“Distribution of HIV-1 subtypes in a population”, state Mumtaz & Raddad (STI) in a study of the HIV pandemic in the Middle East, “tracks the spread and evolution of the epidemic”. Various studies covered in our previous blogs have attempted to read the history of the progress of the HIV epidemic through the evidence of the distribution of HIV genetic sub-types: Tatem & Salemi (STI/blogs) have investigated its spread throughout Africa; Zhao & Roca (STI/blogs) pass beyond the human epidemic to consider the genetic evidence for repeated transmission from chimpanzees to humans.
Now Faria & Lemey (F&L), in a paper recently appearing in Science, offer an account of the critical early phase of limited spread within Central Africa and the ignition of pandemic HIV-1 around 1960, bringing statistical approaches to bear to HIV-1 sequence data. F&L produce a time-scaled phylogenetic “tree” of HIV-1 group M lineages, matching these up in each case with the geographical location of their earliest manifestation.
This approach points to the very strong likelihood (PP = 0.99) of an origin of the HIV1 epidemic in Kinshasa around 1920. Study of lineage migration shows comparatively early spread from Kinshasa to Brazzaville (Republic of Congo (RC)), and Mbuji-Mayi and Lubumbashi (southern Democratic Republic of Congo (DRC)) along the railway network, and its arrival around a decade later in Bwamanda and Kisangani (northern DRC). The crucial period around 1960 (1952-1968) sees, for group M HIV-1, an exponential growth in levels of M-group transmission, while growth in group O transmission remains at previous levels.
But the most interesting aspect of the study relates to conditions around the sudden surge in group M HIV-1 transmission, as indicated by the accelerated ramification of viral lineages during the crucial period. The authors consider the hypothesis that associates this ramification with the geographic dispersal of the epidemic, with the lineages emerging in the more widely distributed populations now being infected. They reject this hypothesis, however, on the grounds that, when the epidemic history of lineages maintaining ancestry within Kinshasa is constructed, these turn out to exhibit phylo-genetic characteristics that are comparable to those of lineages in central Africa.

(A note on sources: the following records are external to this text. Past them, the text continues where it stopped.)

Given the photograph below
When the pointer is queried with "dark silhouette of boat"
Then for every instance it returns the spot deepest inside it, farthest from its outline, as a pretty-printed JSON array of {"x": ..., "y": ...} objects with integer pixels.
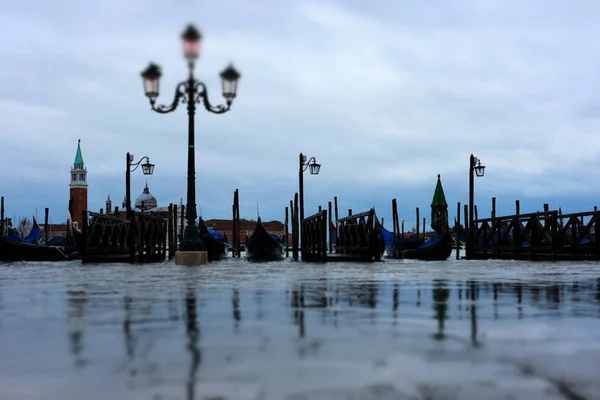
[
  {"x": 263, "y": 246},
  {"x": 29, "y": 248},
  {"x": 436, "y": 248},
  {"x": 216, "y": 244}
]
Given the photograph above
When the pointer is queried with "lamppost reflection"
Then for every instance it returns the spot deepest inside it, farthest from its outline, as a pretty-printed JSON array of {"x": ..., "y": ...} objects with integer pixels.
[
  {"x": 440, "y": 293},
  {"x": 193, "y": 336}
]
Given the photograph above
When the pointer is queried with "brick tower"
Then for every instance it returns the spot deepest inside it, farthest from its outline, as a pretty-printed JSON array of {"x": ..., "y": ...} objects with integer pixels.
[{"x": 78, "y": 186}]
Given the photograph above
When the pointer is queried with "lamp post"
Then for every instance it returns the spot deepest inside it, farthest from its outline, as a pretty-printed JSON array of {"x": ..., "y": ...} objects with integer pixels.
[
  {"x": 191, "y": 92},
  {"x": 314, "y": 170},
  {"x": 479, "y": 170},
  {"x": 147, "y": 169}
]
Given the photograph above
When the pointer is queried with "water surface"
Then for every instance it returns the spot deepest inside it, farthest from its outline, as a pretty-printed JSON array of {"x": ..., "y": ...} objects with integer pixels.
[{"x": 239, "y": 330}]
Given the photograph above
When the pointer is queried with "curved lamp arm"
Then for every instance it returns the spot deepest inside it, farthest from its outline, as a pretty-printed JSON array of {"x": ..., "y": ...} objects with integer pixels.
[
  {"x": 137, "y": 164},
  {"x": 202, "y": 97},
  {"x": 307, "y": 163},
  {"x": 180, "y": 97}
]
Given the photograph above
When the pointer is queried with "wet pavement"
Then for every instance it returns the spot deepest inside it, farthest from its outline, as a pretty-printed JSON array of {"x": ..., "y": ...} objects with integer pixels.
[{"x": 236, "y": 330}]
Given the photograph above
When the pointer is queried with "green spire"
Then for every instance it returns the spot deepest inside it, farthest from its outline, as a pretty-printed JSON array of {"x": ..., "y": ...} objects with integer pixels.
[
  {"x": 439, "y": 199},
  {"x": 78, "y": 156}
]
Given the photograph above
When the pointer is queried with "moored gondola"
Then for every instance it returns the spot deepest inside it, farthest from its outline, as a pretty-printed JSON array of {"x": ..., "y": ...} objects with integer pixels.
[
  {"x": 438, "y": 247},
  {"x": 15, "y": 248},
  {"x": 216, "y": 244},
  {"x": 434, "y": 249},
  {"x": 262, "y": 246}
]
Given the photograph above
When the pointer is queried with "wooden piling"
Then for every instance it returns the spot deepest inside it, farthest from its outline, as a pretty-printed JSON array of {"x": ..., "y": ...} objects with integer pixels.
[
  {"x": 182, "y": 220},
  {"x": 142, "y": 246},
  {"x": 175, "y": 235},
  {"x": 336, "y": 218},
  {"x": 295, "y": 250},
  {"x": 554, "y": 232},
  {"x": 329, "y": 229},
  {"x": 456, "y": 231},
  {"x": 2, "y": 216},
  {"x": 467, "y": 230},
  {"x": 395, "y": 221},
  {"x": 417, "y": 224},
  {"x": 235, "y": 236},
  {"x": 237, "y": 222},
  {"x": 46, "y": 226},
  {"x": 285, "y": 228},
  {"x": 497, "y": 229},
  {"x": 84, "y": 234},
  {"x": 293, "y": 226},
  {"x": 170, "y": 231}
]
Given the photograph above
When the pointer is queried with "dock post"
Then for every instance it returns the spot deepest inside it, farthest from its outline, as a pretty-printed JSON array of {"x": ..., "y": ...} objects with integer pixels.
[
  {"x": 285, "y": 229},
  {"x": 170, "y": 231},
  {"x": 296, "y": 228},
  {"x": 84, "y": 233},
  {"x": 494, "y": 223},
  {"x": 182, "y": 219},
  {"x": 417, "y": 224},
  {"x": 329, "y": 230},
  {"x": 336, "y": 217},
  {"x": 456, "y": 231},
  {"x": 46, "y": 226},
  {"x": 468, "y": 246},
  {"x": 175, "y": 235},
  {"x": 2, "y": 216}
]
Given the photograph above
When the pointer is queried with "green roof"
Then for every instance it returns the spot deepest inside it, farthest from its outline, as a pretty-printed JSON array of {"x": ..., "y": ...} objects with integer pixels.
[
  {"x": 78, "y": 156},
  {"x": 439, "y": 199}
]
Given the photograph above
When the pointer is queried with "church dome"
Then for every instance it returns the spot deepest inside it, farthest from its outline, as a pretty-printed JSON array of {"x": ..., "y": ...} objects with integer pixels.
[{"x": 148, "y": 200}]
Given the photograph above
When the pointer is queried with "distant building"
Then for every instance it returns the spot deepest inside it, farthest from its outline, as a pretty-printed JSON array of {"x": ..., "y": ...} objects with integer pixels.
[{"x": 78, "y": 187}]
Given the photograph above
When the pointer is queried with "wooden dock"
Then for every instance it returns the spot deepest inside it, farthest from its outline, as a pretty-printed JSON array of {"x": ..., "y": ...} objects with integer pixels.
[{"x": 547, "y": 235}]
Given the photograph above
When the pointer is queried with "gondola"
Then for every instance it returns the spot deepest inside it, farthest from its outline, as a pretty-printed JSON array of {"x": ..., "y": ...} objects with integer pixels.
[
  {"x": 216, "y": 245},
  {"x": 434, "y": 249},
  {"x": 262, "y": 246},
  {"x": 15, "y": 248}
]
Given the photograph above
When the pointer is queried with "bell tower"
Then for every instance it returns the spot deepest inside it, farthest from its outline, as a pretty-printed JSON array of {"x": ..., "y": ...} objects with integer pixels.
[
  {"x": 78, "y": 186},
  {"x": 108, "y": 205},
  {"x": 439, "y": 209}
]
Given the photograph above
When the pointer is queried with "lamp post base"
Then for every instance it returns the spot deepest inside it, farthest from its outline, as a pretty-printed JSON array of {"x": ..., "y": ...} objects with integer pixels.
[
  {"x": 191, "y": 240},
  {"x": 191, "y": 258}
]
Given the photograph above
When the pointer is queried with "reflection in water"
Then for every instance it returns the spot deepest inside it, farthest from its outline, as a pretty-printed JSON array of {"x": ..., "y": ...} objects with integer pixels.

They conclude that the crucial explosion of pandemic HIV-1 transmission probably occurred in Kinshasa as a result of a historic contingency affecting a particular population subgroup. Prime contenders are iatrogenic transmission as a result of the administration of unsterilized injections at STI clinics, and/or post-independence changes in sexual behaviour e.g. among commercial sex-workers. The authors find support for the iatrogenic hypothesis in a study of the hepatitis C virus in the DRC which shows that it exhibits an age cohort effect, and in reports of an epidemic of hepatitis B in Kinshasa around 1951-2.